Licking County is one of five Ohio counties expected to face a stricter ozone pollution standard in the near future.

Licking County is one of five Ohio counties expected to face a stricter ozone pollution standard in the near future.

The U.S. Environmental Protection Agency (EPA) recently announced a proposal to replace the ozone pollution standard set by the previous administration.

Five central Ohio counties with ozone monitors to be affected by the tougher limit include Licking, Delaware, Franklin, Knox and Madison. In September, those counties were designated as meeting the 1997 standard of 0.084 parts per million (ppm); however, EPA's recent proposal announced that the agency would begin looking at strengthening the standard to a range of 0.060 ppm to 0.070 ppm measured over eight hours.

The revision will be guided by more than 1,700 scientific studies.

Heidi Griesmer, spokesperson for the Ohio EPA, said it's too early to tell how local residents would be affected by such a change.

"It's something that affects everyone, but the time period is long," she said.

"The U.S. EPA proposed a range, and we do know that all of central Ohio won't meet any range they're proposing," she said.

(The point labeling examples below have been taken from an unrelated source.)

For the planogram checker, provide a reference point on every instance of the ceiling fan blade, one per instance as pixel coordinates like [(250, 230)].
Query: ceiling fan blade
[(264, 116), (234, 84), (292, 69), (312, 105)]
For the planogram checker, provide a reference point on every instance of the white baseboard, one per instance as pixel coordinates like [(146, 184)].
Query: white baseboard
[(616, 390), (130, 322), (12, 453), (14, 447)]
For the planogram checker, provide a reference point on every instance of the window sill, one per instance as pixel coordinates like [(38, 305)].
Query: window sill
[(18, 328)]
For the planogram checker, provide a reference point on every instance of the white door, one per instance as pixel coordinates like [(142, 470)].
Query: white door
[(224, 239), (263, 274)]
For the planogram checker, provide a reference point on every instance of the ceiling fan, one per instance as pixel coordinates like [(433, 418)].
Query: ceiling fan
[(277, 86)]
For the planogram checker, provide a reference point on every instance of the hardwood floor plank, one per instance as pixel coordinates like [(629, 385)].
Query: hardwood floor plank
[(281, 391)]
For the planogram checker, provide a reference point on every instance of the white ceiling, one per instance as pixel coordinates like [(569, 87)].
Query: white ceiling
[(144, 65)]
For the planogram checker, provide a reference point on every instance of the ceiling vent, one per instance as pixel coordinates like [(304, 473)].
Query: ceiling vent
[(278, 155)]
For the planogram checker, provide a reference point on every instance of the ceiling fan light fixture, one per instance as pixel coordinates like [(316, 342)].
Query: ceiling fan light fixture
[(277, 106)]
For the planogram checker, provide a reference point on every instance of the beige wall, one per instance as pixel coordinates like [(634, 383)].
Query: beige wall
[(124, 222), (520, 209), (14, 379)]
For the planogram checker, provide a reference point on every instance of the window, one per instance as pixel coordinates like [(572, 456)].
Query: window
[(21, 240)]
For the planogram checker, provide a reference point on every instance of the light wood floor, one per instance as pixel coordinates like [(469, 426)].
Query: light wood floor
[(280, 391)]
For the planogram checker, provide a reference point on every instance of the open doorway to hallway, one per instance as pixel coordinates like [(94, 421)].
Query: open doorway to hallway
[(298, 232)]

A public-comment period began Jan. 18 and continues for 60 days following publication of the proposal in the Federal Register. A final standard is expected to be issued by Aug. 31. For more information, visit

"The U.S. EPA will tell states what they need to do, and we'll have a year to give them their air-quality data," Griesmer said. "People won't see new programs going into place between four and six years."

The Mid-Ohio Regional Planning Commission (MORPC) will work with the Ohio EPA to proactively identify strategies that reduce air pollution while protecting central Ohio's economy, said Bernie Cage of MORPC.

MORPC's efforts to improve air quality will include the following:

Issuing daily air-quality forecasts for the region. Alerting the public when air pollution reaches levels considered unhealthy for certain sensitive groups. Working with diesel fleets to install emissions-reduction technology. Providing carpool and vanpool assistance to commuters. Coordinating central Ohio greenway trails and roadways to encourage walking and bicycling. Providing home weatherization assistance and energy-efficient upgrades to income-eligible applicants. Completing carbon-footprint assessments for local governments. Linking air quality with issues of transportation, energy, local food, water quality, housing and the economy in a regional planning project.